So the picture is of a young man with nice abs. But it's manifestly not the same guy. I drop the original picture of the three guys into Google and it's all over the web like a tramp on chips. He's lifted it from Men's Health but then sent me a picture of his real self. Did he think I wouldn't notice? I mean, what's the point? If, god forbid, we had got as far as meeting then how would he explain it then? Would he think it wouldn't matter? I mean, what is going ON here?

I should have known by the very Abercrombie & Fitch vibe in that picture. I mean, they're clearly American. They're all white teeth and six packs. They are not Craig from Catford. Or whoever he really is.

While my abdomen-licking fantasies crashed down around me, I started to see the amusing side. I asked him what the hell.

He said: "Long story."

It's not though, is it? It's really short.


Bullshit bingo

When I were a lass my dad would come back from work and tell me stories about how middle management at Severn Trent were such wankers that he would entertain himself in meetings by playing Bullshit Bingo. And that was the early 80s.

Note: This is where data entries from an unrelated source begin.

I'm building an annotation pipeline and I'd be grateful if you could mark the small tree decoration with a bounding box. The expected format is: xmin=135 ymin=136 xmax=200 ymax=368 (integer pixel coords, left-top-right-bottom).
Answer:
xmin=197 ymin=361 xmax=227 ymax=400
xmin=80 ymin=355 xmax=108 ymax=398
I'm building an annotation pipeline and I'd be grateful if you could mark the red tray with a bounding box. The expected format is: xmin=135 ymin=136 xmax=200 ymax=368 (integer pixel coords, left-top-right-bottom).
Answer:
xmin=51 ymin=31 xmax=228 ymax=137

If he was only alive today to see how management-speak and cretinous fuckery with words inexorably increases year on year, decade on decade, he would be extremely snarky about it I would imagine. One could argue that, as industry in the UK became more meaningless during the 80s and 90s until eventually most people found themselves working in call centres, middle management or recruitment, there grew a need to create a language to make people feel like what they do for 40 hours a week matters in any way, shape or form.

And lo, managers sat around with consultants running ideas up the flagpole, singing from the same hymn-sheet and thinking outside of the box until, in some sectors, it's near on impossible to find anyone other than the kid who does the post that speaks like a normal human being.

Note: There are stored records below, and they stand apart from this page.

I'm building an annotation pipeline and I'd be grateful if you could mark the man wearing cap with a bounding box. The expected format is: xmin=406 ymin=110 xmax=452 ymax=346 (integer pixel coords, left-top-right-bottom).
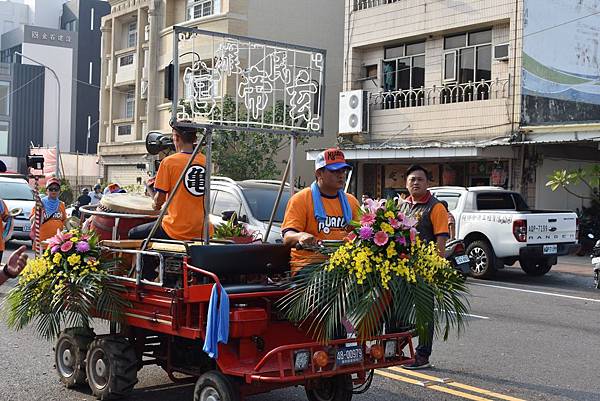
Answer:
xmin=29 ymin=177 xmax=67 ymax=246
xmin=129 ymin=122 xmax=211 ymax=241
xmin=282 ymin=149 xmax=360 ymax=273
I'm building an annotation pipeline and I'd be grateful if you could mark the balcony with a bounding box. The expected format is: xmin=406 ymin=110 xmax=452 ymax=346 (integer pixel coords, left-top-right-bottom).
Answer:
xmin=354 ymin=0 xmax=399 ymax=11
xmin=369 ymin=78 xmax=511 ymax=110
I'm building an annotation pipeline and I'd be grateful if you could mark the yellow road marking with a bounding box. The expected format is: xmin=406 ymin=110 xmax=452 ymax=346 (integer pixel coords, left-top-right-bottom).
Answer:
xmin=375 ymin=370 xmax=494 ymax=401
xmin=389 ymin=366 xmax=525 ymax=401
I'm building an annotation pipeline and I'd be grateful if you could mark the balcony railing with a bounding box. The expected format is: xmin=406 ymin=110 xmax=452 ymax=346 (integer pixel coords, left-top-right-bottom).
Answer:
xmin=369 ymin=78 xmax=510 ymax=110
xmin=354 ymin=0 xmax=399 ymax=11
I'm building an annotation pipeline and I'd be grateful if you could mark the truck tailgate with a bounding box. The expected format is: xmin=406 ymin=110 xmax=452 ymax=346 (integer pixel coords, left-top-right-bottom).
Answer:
xmin=526 ymin=212 xmax=577 ymax=244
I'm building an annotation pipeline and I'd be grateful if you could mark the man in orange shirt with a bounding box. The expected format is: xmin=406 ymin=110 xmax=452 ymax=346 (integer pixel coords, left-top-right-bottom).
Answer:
xmin=282 ymin=149 xmax=360 ymax=273
xmin=392 ymin=165 xmax=448 ymax=369
xmin=29 ymin=177 xmax=67 ymax=249
xmin=129 ymin=122 xmax=211 ymax=241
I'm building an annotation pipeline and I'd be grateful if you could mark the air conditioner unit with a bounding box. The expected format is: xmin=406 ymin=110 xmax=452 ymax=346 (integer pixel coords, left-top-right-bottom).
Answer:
xmin=494 ymin=43 xmax=508 ymax=61
xmin=339 ymin=90 xmax=369 ymax=134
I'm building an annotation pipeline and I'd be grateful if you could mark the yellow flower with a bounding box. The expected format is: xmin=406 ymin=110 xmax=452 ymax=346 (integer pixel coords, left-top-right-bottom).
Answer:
xmin=67 ymin=254 xmax=81 ymax=266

Instead of doing something, we have to 'action' it. Instead of thinking about something, we have to 'blue sky' it. 'Going forward' is inexplicably added on to sentences. Innocent people are being forced to call themselves 'brand evangelists' and everything, but everything, has to be 'incentivised'. In meetings at one of my recent places of employment, in meetings I would often hear certain managers saying "we'll discuss that offline". We were 'offline'. In that we definitely weren't 'online'. So what she meant was "we'll discuss that in secret away from the proles". And I think she thought the proles wouldn't understand her ever so subtle diss.

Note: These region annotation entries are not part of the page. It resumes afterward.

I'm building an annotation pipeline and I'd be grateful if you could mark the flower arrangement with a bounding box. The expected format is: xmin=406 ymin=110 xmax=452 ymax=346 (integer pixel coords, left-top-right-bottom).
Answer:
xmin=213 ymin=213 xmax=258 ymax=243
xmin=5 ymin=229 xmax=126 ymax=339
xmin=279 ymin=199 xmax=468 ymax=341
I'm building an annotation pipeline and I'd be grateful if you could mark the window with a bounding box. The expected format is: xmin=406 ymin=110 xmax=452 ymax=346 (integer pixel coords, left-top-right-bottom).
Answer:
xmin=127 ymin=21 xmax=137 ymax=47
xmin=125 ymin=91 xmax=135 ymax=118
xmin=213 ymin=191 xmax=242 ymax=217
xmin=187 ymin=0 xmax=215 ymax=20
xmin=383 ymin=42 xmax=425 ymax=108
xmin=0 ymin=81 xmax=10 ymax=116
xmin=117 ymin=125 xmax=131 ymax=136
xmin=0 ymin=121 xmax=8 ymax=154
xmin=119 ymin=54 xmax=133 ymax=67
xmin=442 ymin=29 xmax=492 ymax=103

A 'holistic approach' and a 'bespoke solution' are common when speaking to clients and making them feel like the special snowflakes. People have to 'cascade' information, instead of just, you know, saying it. New employees have to go through the 'onboarding process' and it all has to be done by COP. That's 'Close of Play' because we are having so much fucking fun, aren't we? Yes, we are. And by infantilising words maybe you'll feel like you're not actually tied to a desk as an invisible part of a massive conglomerate which will make your redundant at some point, no matter what its spiel was about career trajectory going forward, and that actually you're in the equivalent of a grown up wacky warehouse where everything is SUCH FUN. After all, leveraging the supplier pipeline and creating synergy is your overall aim in life. It's what you dreamed of as a child, right? You didn't really want to be an astronaut, you wanted to spend your life living the fucking corporate dream, wearing horrible nylon clothes from Next and kissing the arse of psychopaths and assholes. And using words like 'facilitated' and 'bandwidth' when you're not talking about actual bandwidth. RIGHT?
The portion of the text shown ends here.